The plainer and grayer markings of the female and immature birds may differ very considerably from the more pronounced black and white, orange-red and salmon-colored blotches of the adult male, but never so strikingly manifesting themselves in the markings of the tail which in either case may appear to the casual observer as quite similar.
Yet if we examine them more critically we will discover that they are distinctly different, the salmon-red and black-tipped feathers of the male bird being replaced by a paler reddish-yellow and grayer tipped arrangement in the case of the female. Young males have the darker markings of the tail feathers very similar to those of the adult birds, which we are told do not take on the complete dress until the third year. But the habit of constantly flitting the tail in fan-like motions is peculiar alike to all phases of this birds plumage and above all other characters serves as the greatest aid in naming it.

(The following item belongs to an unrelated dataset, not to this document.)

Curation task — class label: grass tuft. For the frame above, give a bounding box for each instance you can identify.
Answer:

The very young, or nestling dress, of which little or nothing seems to have been written, bears a partial resemblance to that of the female bird, excepting that the wings are crossed by two yellowish bands, caused by the lighter tippings of the outer coverts. The yellow breast spots of the female are also wanting in this dress.
For further particulars the reader is kindly referred to the colored plate accompanying this article.
Like the robin red-breasts, the name of the Redstart seems to have been brought to America by the earlier settlers who were ever on the watch for familiar objects to remind them of former days, and, as in the case of the example just cited, wrongfully ascribed by them to a far different bird. An analogy, however, exists in the coloration of the European and American birds justifying in a measure the reason for so naming it.